Senna’Nir’s stomach curdled. Any quarian’s would have. They lived in fear of infection, even in clean rooms where no virus dared to tread, even in their suits. Centuries on the Migrant Fleet had left their race with immune systems about as effective as holding an old handkerchief to your mouth. What were the chances of this happening at the same time as the ship’s systems suddenly going haywire? This was bad. This was horrendously bad. And on his watch. What had he done to deserve this? They were almost to Andromeda. Why couldn’t that lizard have waited another couple of decades to drop dead?
“Depressed: Affirmative, Anax Therion.” Yorrik turned to the quarian suit hanging next to the male drell body and intoned flatly: “Affectionate entreaty: ‘O good Horatio, absent thee from felicity awhile, and in this harsh world draw thy breath in pain to tell my story.’”
The painted fluorescent smiley face stared back at them.
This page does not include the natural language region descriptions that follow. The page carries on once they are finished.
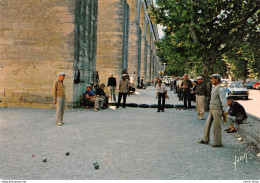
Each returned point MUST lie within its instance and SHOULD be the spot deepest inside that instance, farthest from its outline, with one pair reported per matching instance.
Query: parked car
(250, 85)
(237, 89)
(223, 83)
(255, 85)
(166, 80)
Yorrik made a small, embarrassed sound through his slats and keyed something into the arm. The flipped faceplate lit up with information, readable to all of them instead of only to the dark interior of the suit. Words and numbers scrolled up and down, framing the visual field, a crawl of data monitoring and status updates cycling along the chinline, just like Senna’s own interior display. He felt oddly naked with the others peering in at the view quarians saw every day. It felt private.
“Report, Medical Specialist,” he said gruffly. This was getting disorganized. He needed to take command of the situation, and he was tired of waiting. “Then Team Who, then Team How. Go.”
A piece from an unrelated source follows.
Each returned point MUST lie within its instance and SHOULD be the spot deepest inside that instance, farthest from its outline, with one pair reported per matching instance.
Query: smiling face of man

Yorrik inclined his elephantine head toward the mess of hollowed-out trash on the autopsy tables. “Informative address: Chemical Specialist Ysses and I took blood and tissue samples from each subject using the lab’s native equipment. This concluded our use of the lab’s native equipment. Using a broad-spectrum fluorescent dye test, we were able to determine fairly quickly that none of the three victims suffered from any appreciable blood toxicity.”
“This one spared us the task of listening to the microscope. This one witnessed the illumination of the blood and was able to interpret the gradations of color necessary for diagnosis with its naked eye,” Ysses hummed with a tinge of pride. “As vain as all such efforts to preserve order must always be,” it added quickly.
“Irritated: Yes, you did very well. Anxiously moving on: The krogan microscope called us miserable piles of klixen dung and ordered us to do one hundred pull-ups, but we were able to use it, barely, to rule out bacterial infection, again through visual confirmation. This left few possibilities. I affirmed the presence of a virus through a dye injection test. As I have explained to the others, viruses are too small to be seen under a normal microscope; however, they cannot absorb dye through the surface membrane, and therefore it is possible to verify the presence of viral cells when there are undyed structures in the tissue sample. Translation: To see what is there by seeing what is not there. It was at this point that I instructed the ship to initiate quarantine procedures. It was also at this point that a more efficient method of diagnosis occurred to me. I had only intended to use Horatio as a virtual test subject to synthesize possible treatments from the curative capabilities of the suit. Apologetic: I am not overly familiar with the specifications of this technology. We then injected Horatio with a blood sample from the drell female. The hydraulics were immediately overwhelmed with an antibody flood; however, it has not been effective so far. More importantly, in order to manufacture antibodies, the suit had to recognize the virus. It did. Dramatic revelation: The cause of death was a highly contagious infection called Yoqtan.”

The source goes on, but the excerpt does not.